La ciclosporine est un immunosuppresseur.
Ses effets indésirables sont notamment d’ordre rénal (insuffisance rénale, hypertension).
ETAT DES CONNAISSANCES
Aspect malformatif
Les données publiées chez les femmes enceintes exposées à la ciclosporine sont très nombreuses et rassurantes sur le plan malformatif.
Aspect infectieux
Un risque accru d’infection materno-fœtale (en particulier à CMV) est possible en raison de l’immunosuppression induite par le traitement.
Aspect néonatal
Aucune répercussion rénale imputable à la ciclosporine n’a été observée à ce jour lors du suivi de plusieurs centaines d’enfants exposés in utero.
D’autres effets néonatals ont parfois été rapportés chez des enfants également exposés à l’azathioprine :
Atteinte réversible des lymphocytes B ou T, sans répercussion clinique.
Prématurité et retard de croissance intra-utérin qu’il est difficile de mettre exclusivement sur le compte du médicament (rôle probable de la pathologie et/ou des traitements associés).
EN PRATIQUE
En prévision d’une grossesse
Si après avis du prescripteur, la ciclosporine est nécessaire à l’équilibre maternel, elle pourra être poursuivie.
Traiter une femme enceinte
Si après avis du prescripteur, la ciclosporine est nécessaire à l’équilibre maternel, son utilisation est possible quel que soit le terme de la grossesse.
Un risque accru d’infection materno-fœtale (en particulier à CMV) est possible en raison de l’immunosuppression induite par le traitement.
Si la ciclosporine est poursuivie jusqu’à l’accouchement, les intervenants prenant en charge le nouveau-né devront en être avertis (cf. "Etat des connaissances").
Découverte d’une grossesse pendant le traitement
Rassurer la patiente quant au risque malformatif de la ciclosporine.
Réévaluer le bien fondé de la poursuite du traitement :
Si après avis du prescripteur, la ciclosporine est nécessaire à l’équilibre maternel, le maintien du traitement est possible quel que soit le terme de la grossesse.
En cas de poursuite de la ciclosporine, un risque accru d’infection materno-fœtale (en particulier à CMV) est possible en raison de l’immunosuppression induite par le traitement.
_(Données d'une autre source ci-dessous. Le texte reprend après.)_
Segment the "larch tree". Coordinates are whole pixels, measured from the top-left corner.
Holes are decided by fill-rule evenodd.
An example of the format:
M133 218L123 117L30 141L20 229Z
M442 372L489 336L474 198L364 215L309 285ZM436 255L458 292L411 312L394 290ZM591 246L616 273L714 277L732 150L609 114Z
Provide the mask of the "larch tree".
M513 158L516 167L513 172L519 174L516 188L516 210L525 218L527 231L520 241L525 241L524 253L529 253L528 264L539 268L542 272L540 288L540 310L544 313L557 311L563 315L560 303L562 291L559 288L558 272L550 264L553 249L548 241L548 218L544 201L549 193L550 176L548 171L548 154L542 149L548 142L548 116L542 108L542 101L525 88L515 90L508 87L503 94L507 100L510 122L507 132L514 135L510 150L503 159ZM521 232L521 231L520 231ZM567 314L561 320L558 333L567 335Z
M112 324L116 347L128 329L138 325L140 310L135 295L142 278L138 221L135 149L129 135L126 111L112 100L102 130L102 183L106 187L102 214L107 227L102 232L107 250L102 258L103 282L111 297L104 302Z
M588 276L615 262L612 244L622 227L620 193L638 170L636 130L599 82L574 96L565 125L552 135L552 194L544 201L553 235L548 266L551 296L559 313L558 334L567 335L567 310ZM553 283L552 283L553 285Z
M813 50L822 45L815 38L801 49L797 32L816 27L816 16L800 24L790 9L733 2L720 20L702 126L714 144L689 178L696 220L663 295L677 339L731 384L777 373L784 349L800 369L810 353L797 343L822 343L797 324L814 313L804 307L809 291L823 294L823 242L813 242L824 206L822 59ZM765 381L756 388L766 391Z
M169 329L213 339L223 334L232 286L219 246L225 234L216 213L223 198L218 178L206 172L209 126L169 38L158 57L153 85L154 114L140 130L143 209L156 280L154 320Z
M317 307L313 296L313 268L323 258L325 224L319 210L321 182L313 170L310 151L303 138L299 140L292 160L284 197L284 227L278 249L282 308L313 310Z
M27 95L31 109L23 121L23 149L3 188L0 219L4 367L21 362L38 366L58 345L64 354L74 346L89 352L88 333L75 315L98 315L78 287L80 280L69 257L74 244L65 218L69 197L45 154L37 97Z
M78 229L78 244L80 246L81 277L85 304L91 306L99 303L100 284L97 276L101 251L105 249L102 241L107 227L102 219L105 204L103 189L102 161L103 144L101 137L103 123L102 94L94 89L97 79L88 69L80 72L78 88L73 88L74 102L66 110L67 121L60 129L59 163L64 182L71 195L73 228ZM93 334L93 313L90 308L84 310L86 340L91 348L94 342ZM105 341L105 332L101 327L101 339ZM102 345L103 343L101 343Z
Si la ciclosporine est poursuivie jusqu’à l’accouchement, les intervenants prenant en charge le nouveau-né devront en être avertis (cf. "Etat des connaissances").
Allaitement
La quantité de ciclosporine ingérée via le lait est très faible : l’enfant reçoit (en mg/kg) moins de 1% de la dose maternelle.
Chez les enfants allaités, les concentrations sanguines de ciclosporine sont indétectables.
Aucun évènement particulier n’a été rapporté, à ce jour chez des enfants allaités de mère traitée par ciclosporine.
Au vu de ces éléments, l’utilisation de la ciclosporine est possible chez la femme qui allaite.